The standout performance here for me will always be Michael Jeter as a nameless, homeless cabaret singer. Jeter passed away from an epileptic seizure after spending just over half a decade fighting HIV. When he won his Tony Award in 1990 for Grand Hotel, Jeter talked about struggling with substance abuse as a young man. Life wasn’t easy for this fellow Tennessean, but in his acting, he gave absolutely everything he had. You see it in The Fisher King, particularly in his “Everything’s Coming Up Roses” rendition. Just one of the all-time great musical performances in a non-musical movie. Jeter steals the show with just a handful of minutes on screen.

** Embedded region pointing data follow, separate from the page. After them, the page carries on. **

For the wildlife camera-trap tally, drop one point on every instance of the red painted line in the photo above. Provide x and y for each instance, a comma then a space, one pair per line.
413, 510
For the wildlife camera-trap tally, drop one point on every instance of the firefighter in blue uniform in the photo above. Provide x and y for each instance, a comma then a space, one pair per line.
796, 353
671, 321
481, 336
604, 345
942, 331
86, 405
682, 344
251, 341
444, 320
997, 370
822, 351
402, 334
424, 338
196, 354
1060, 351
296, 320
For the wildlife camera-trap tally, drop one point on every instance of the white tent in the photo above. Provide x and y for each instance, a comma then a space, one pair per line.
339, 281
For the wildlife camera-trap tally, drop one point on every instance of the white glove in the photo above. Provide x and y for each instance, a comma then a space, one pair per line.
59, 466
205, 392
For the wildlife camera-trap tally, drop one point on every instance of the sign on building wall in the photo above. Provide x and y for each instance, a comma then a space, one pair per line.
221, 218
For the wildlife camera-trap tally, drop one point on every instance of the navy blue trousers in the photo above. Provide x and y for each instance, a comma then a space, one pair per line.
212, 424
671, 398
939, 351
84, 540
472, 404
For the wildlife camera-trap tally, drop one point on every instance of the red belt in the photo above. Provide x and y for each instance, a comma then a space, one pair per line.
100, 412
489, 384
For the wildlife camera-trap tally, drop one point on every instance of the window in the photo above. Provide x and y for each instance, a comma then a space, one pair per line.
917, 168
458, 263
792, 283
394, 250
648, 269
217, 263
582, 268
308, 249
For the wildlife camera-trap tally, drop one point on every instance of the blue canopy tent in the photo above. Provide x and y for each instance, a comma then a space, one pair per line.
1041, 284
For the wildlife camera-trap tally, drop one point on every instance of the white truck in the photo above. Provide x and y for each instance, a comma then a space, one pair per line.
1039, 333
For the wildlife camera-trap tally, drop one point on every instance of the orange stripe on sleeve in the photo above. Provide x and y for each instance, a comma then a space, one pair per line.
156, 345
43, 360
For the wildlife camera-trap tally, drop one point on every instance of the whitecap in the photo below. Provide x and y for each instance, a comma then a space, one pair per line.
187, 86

Today in America, you don’t have to search too far to find hate-filled rhetoric about the homeless or LGBTQ+ people. There appears to be big money in hate speech. If you think this ideology leads anywhere other than you becoming the one they hate, you are delusional. The circular firing squad of reactionary thinking isn’t going to save anyone; it damns all who engage in it. You have to risk empathy & compassion for the most vulnerable. The imagined pecking order of power under capitalism is an even bigger fantasy than the Grail legends. At least with those stories, there’s an emphasis on showing kindness to a stranger who could easily be seen as “less than you.” Because ultimately, no one is lesser or greater. We all live & we all die. And in between, we love some people, and some people love us, and things happen, and people die. In the wake of the pain and the loss, we must show each other love. If we don’t, we’re cursed to walk the Earth as hollow people, shells, a vapor that will fade & be forgotten in the blink of an eye.

One thought on “Movie Review – The Fisher King”

  1. This is one of my favorite movies, for all the reasons you touch on. It makes the argument for empathy and kindness, something that is sorely missing in today’s society. The seeds were planted well back in the 1980s and are bearing fruit. Great review!